Let X be a non empty set. A set $\tau$ of subsets of $X$ is said to be a topology on $X$ if

• $X \in \tau$ and $\emptyset \in \tau$
• The union of any (finite or infinite) number of sets in $\tau$ belongs to $\tau$
• The intersection of finitely many elements of $τ$ is an element of $τ$.

My question is, why do we define the topology on a set this way?

Why does the finite or infinite union of sets in $\tau$ belongs in $\tau$ but only the finite intersection of elements of $\tau$ belongs on $\tau$?

And why do we need to have that $X \in \tau$ and $\emptyset \in \tau$?

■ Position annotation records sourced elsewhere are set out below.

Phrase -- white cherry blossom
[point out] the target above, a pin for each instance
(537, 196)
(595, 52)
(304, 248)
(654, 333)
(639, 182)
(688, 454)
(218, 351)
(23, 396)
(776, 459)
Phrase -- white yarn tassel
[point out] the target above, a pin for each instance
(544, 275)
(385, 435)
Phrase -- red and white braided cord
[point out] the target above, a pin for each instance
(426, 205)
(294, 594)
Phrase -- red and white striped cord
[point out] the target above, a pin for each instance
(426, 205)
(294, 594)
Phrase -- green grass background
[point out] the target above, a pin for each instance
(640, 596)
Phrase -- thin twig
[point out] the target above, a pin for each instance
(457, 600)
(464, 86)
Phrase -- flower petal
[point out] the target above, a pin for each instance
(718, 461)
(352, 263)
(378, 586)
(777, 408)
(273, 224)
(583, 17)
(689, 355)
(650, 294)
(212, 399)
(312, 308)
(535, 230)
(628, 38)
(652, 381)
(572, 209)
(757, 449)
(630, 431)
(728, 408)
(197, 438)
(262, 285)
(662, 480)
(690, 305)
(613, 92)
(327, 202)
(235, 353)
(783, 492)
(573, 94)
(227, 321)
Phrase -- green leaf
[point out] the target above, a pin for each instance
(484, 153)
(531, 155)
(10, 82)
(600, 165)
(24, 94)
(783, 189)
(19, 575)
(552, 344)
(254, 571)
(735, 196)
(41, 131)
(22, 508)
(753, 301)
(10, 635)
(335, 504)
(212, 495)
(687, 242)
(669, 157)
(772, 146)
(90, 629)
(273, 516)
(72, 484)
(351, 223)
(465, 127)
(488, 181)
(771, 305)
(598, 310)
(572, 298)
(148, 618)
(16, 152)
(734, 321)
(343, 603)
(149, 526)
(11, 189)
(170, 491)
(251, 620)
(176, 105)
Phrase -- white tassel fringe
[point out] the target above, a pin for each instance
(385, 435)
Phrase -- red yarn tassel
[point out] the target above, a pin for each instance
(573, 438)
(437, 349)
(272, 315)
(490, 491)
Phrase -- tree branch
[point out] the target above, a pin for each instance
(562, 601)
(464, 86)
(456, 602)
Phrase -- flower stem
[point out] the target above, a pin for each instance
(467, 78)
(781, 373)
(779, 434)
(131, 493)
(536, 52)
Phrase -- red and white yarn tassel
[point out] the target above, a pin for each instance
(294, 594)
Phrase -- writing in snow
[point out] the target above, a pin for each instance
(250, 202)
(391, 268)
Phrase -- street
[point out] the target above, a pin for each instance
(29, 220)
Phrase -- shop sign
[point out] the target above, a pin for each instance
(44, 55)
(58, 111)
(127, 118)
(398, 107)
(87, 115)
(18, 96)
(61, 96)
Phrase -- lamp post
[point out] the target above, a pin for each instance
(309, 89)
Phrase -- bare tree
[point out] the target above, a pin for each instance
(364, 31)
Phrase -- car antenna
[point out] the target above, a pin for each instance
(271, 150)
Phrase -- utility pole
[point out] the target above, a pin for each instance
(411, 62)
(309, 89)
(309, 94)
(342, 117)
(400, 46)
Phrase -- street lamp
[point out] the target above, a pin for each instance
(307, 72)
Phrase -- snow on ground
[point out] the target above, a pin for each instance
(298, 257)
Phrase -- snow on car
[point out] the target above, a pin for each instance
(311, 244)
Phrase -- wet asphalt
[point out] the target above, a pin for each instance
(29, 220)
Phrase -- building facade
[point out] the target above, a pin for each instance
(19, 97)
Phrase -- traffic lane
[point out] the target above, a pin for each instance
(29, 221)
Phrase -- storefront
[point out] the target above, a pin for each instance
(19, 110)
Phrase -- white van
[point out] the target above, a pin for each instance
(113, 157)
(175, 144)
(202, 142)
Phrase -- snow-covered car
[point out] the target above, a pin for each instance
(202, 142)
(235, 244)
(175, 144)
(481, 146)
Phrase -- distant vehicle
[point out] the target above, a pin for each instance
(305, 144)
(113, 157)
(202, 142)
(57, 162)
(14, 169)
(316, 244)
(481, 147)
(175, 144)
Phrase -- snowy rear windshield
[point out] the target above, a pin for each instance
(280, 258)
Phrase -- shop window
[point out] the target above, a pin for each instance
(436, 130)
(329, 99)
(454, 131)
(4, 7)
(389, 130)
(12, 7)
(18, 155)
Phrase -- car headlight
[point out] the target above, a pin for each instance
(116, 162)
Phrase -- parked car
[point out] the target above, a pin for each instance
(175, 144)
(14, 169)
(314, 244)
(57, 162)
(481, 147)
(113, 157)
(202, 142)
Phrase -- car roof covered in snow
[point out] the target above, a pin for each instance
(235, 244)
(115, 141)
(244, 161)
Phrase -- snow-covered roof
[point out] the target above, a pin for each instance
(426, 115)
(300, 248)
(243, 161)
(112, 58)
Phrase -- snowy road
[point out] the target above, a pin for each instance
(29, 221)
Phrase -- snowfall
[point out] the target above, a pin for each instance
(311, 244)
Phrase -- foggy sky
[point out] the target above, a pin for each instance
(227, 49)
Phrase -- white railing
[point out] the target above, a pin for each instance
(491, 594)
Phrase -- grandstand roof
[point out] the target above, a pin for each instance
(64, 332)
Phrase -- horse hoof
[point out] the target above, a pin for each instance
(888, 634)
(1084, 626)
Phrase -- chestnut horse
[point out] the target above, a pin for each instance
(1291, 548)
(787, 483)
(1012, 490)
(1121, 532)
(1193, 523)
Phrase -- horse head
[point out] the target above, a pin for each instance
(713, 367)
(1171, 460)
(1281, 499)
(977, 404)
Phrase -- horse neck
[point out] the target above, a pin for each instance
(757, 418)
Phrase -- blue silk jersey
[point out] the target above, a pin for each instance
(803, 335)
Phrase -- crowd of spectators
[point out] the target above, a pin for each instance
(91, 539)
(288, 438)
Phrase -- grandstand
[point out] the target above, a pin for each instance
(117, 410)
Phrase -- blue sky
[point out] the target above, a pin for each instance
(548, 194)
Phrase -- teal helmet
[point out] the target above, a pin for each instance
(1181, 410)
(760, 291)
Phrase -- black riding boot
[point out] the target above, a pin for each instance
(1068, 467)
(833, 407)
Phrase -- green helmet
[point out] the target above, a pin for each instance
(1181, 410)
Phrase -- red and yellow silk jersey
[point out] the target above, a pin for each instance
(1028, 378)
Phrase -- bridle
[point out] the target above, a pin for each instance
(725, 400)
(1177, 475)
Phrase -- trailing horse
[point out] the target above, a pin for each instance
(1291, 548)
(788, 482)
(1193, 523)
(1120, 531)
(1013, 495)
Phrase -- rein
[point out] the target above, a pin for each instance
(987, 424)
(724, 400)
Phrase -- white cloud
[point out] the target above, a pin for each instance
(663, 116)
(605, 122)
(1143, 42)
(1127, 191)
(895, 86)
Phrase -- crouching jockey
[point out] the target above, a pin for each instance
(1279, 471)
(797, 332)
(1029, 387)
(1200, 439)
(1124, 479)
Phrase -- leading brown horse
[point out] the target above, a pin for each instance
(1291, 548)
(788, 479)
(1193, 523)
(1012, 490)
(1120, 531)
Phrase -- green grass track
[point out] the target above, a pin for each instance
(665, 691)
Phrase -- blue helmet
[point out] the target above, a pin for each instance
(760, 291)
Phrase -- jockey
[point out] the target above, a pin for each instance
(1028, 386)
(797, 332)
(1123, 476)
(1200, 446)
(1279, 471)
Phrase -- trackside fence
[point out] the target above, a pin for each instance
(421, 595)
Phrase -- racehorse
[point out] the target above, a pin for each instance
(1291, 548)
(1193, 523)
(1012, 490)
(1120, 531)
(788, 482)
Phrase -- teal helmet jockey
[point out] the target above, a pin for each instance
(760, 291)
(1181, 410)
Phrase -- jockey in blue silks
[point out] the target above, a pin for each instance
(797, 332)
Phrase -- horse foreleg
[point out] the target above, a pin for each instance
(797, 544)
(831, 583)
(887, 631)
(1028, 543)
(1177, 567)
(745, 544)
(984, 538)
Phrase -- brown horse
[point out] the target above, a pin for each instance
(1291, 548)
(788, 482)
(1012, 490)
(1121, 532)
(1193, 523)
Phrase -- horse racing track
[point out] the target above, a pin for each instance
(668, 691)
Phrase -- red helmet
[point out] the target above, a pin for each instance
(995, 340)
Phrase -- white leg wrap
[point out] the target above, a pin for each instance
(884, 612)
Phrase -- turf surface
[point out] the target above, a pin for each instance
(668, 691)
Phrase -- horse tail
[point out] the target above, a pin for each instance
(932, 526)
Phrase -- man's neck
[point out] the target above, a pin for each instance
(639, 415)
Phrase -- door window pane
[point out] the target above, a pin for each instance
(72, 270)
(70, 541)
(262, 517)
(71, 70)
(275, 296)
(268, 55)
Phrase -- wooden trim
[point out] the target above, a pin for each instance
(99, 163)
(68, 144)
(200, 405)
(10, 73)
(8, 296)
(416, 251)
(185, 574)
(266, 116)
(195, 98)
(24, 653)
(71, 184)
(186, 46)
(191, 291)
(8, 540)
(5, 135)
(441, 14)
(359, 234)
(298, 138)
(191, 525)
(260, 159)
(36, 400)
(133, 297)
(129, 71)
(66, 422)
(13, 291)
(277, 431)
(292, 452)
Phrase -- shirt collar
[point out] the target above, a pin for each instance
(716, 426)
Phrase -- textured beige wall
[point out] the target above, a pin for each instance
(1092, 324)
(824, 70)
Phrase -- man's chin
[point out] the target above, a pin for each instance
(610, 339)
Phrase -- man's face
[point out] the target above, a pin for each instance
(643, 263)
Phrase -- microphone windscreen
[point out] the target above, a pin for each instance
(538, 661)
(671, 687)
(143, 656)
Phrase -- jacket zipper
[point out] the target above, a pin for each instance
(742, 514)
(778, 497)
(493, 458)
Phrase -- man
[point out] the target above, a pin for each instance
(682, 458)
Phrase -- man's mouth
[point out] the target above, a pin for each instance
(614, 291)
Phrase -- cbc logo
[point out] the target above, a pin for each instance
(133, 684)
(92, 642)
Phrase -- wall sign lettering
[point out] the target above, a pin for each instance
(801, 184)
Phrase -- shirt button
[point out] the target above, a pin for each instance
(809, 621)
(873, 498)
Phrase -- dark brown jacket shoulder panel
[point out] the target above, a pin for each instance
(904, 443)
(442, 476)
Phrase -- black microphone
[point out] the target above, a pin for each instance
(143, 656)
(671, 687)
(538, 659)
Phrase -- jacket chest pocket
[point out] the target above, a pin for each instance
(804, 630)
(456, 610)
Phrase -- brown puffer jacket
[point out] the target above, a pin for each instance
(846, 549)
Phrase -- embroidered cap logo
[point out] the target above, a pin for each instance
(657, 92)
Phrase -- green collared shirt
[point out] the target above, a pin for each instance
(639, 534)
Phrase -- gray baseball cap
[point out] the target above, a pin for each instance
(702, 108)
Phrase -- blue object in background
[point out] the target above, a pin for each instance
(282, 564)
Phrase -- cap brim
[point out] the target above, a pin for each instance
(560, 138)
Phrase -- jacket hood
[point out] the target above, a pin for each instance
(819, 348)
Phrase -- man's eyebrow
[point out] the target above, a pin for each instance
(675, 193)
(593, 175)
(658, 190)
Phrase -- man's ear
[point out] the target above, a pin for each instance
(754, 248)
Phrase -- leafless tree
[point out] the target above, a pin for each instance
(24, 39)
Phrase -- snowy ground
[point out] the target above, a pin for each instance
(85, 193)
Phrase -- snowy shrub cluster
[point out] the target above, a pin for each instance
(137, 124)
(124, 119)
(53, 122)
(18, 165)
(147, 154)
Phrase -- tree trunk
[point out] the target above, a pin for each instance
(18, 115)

What is the motivation for this definition?

Answer 1

You ask a good question. I agree with the two answers above but wanted to add something. As a mathematician coming to these definitions they do seem arbitrary and perhaps lacking in justification. I found myself asking the same question about the axioms for a category. I think what happens is that mathematicians find lots of interesting examples of spaces (e.g. the metric spaces given above). They then develop a set of axioms for a new thing (a topological space). The axioms are chosen so they are strong enough to prove many interesting theorems but weak enough to admit loads of interesting and varied examples as topological space (for example the particular point topology https://en.wikipedia.org/wiki/Particular_point_topology in which a single point set is compact but its closure is not compact (if the space is infinite) - crazy!). Note that the axioms of topology evolved (some people included a separation axiom https://en.wikipedia.org/wiki/History_of_the_separation_axioms). I think groups, categories, rings and fields are all a bit like this. This is quite different from natural numbers, real numbers and geometry which all seem to be understood by us intuitively. A difficult question is whether ZF Set Theory is of the first type (axioms chosen by humans) or the second (things that 'really' exist or at least are consistent with some intuition, real or conceptual).

Answer 2

Topological spaces are generalization of metric spaces, where 'open' sets are defined by containing an open ball at each point of the set. And the property of continuousness in metric spaces is equivalent to reflecting open sets. This inspires us to extract the properties of open sets from metric spaces, which forms the topological space axioms.

Answer 3

Intuitively an open set is a set with the property that if a point $x$ is in it then all points sufficiently close to it are also in the set. When you study such sets in the real line you will quickly discover that unions of such sets always have this property but the same is not true for intersections. For example the intervals $(-\frac 1n , \frac 1 n)$ are all open. The intersection of these sets is $\{0\}$. Now $0$ is in this set but points close to $0$ are not. Hence intersection of open sets need not be open. However we can show that finite intersections of open sets are open.